You should have fought the ticket jersey, you turned said bream lose. He was your pet, and he couldn't swim that good so you used castnet to help him back to the bank. After all it was released so there was no evidence


----------



## Wayfarer (Jun 5, 2013)

Old Dead River said:


> who said he kept all of them? I've caught 50 or 60 bass in a day but only a fraction if any went in the box.



Point well taken. My apologies. We don't keep everything we catch!!!


----------



## jerseycat9 (Jun 5, 2013)

j_seph said:


> You should have fought the ticket jersey, you turned said bream lose. He was your pet, and he couldn't swim that good so you used castnet to help him back to the bank. After all it was released so there was no evidence


 I learned early on in life with traffic tickets that its usually just easier to pay them and move on. I fought the law an the law won was usually the case for me lol


----------



## LEON MANLEY (Jun 6, 2013)

jerseycat9 said:


> I learned early on in life with traffic tickets that its usually just easier to pay them and move on. I fought the law an the law won was usually the case for me lol



You're innocent until proven guilty, of course it'll cost you a bunch of time and money to prove your innocence.


----------



## StriperrHunterr (Jun 6, 2013)

Old Dead River said:


> if not for the stripers lake lanier would probably be in a real pickle with an invasive blueback population. they are very detrimental to fish spawning, mow down fry and such. your line sides and probably some aggressive spots which are both piscivorous species, not only fish eating but chase schools of fish in open water, help keep it in check.
> 
> if I had a small lake, on one hand bluebacks would make a great fatty forage for the largemouth, but in terms of recruitment they could really sabotage things, also for panfish populations such as crappie as well. Unless it was a female only lake, I wouldn't want bluebacks in my bass small lake/pond.
> 
> ...



I agree with you, and that's what my point was; to prevent invasive species and fish from entering ecosystems that they could decimate so the rule is that fish can't be transferred from one lake to another. It still happens due to, and I don't mean to be insulting but it's the right word, ignorance. People either assume that they can't cause enough damage with their livewell full of invasives released, or they just don't know the laws. 

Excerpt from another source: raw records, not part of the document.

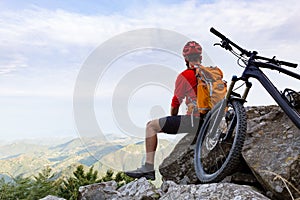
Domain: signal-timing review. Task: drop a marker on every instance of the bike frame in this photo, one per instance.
(252, 71)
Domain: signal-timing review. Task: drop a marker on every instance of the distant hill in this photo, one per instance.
(118, 154)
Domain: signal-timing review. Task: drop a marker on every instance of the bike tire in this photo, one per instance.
(213, 165)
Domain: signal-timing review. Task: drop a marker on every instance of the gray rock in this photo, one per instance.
(51, 197)
(224, 191)
(105, 190)
(272, 151)
(139, 189)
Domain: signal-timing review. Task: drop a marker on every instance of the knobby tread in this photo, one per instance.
(233, 158)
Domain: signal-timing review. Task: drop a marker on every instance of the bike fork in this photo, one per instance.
(230, 92)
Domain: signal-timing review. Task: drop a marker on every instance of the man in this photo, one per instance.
(185, 88)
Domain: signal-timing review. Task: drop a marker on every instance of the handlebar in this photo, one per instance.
(225, 43)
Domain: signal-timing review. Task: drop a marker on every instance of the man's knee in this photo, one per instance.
(153, 125)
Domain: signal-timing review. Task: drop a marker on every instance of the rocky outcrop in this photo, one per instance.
(271, 152)
(179, 165)
(139, 189)
(270, 167)
(142, 189)
(222, 191)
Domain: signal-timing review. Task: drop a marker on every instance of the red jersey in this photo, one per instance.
(185, 87)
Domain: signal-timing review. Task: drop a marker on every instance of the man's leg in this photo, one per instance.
(147, 170)
(152, 129)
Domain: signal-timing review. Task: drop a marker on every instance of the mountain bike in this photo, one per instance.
(222, 135)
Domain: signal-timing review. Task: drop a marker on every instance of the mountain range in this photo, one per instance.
(28, 158)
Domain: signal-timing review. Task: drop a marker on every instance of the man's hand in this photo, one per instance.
(174, 111)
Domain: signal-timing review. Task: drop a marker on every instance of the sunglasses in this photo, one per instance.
(194, 57)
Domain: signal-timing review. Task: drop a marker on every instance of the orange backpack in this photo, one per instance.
(210, 89)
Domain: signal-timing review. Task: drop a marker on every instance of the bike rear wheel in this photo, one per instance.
(217, 153)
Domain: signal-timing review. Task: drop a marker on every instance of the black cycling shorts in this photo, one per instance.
(179, 124)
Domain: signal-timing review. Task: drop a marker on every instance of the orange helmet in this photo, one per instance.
(192, 50)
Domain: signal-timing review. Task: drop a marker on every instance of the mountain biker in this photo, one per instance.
(185, 88)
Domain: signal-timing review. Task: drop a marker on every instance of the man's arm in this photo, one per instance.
(174, 111)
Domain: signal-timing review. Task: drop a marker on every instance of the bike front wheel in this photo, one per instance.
(220, 142)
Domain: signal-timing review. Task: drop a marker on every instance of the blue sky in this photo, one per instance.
(45, 43)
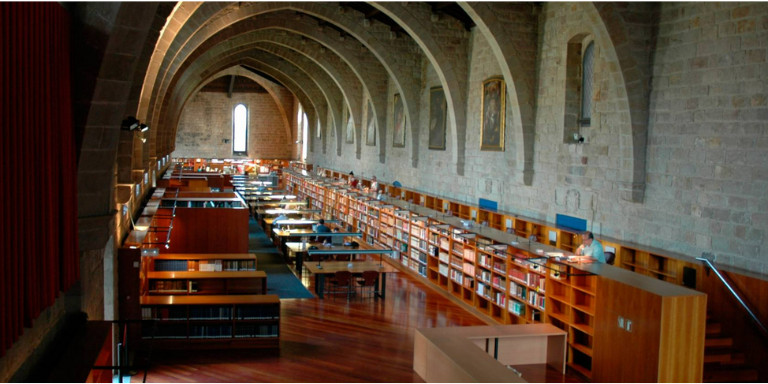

Back home in NC we had a huge problem with Zebra Mussels and coon tail hydrilla. It got so bad that they put signs at each ramp telling you to check your boat for cling-ons, and would post WRC officers, DNR for GA, at the ramp to make sure people were checking for them when they retrieved their boats. They were writing warnings for failures to check, and citations for violations. 

People just don't realize the problems that can arise from non-natives. Just look at kudzu for an everyday example. Brought over from Japan as an erosion control plant and it just dominates anything it touches and is nigh impossible to eradicate without sterilizing everything.


----------



## joehughes1965 (Jun 6, 2013)

joehughes1965 said:


> X2---caught about 60 yesterday afternoon in less that two hours.  Only used 2 red worms.





Arkansas Traveler said:


> Not sure I would post I caught more than the daily legal limit!!





Dustin Pate said:


> Considering his wife fishes with him 99.9% of the time I'm pretty sure he is ok.



Dustin is correct on this.  My wife was with me as she always is.  She loves any and all kinds of fishing.  I never said "I" caught 60.


----------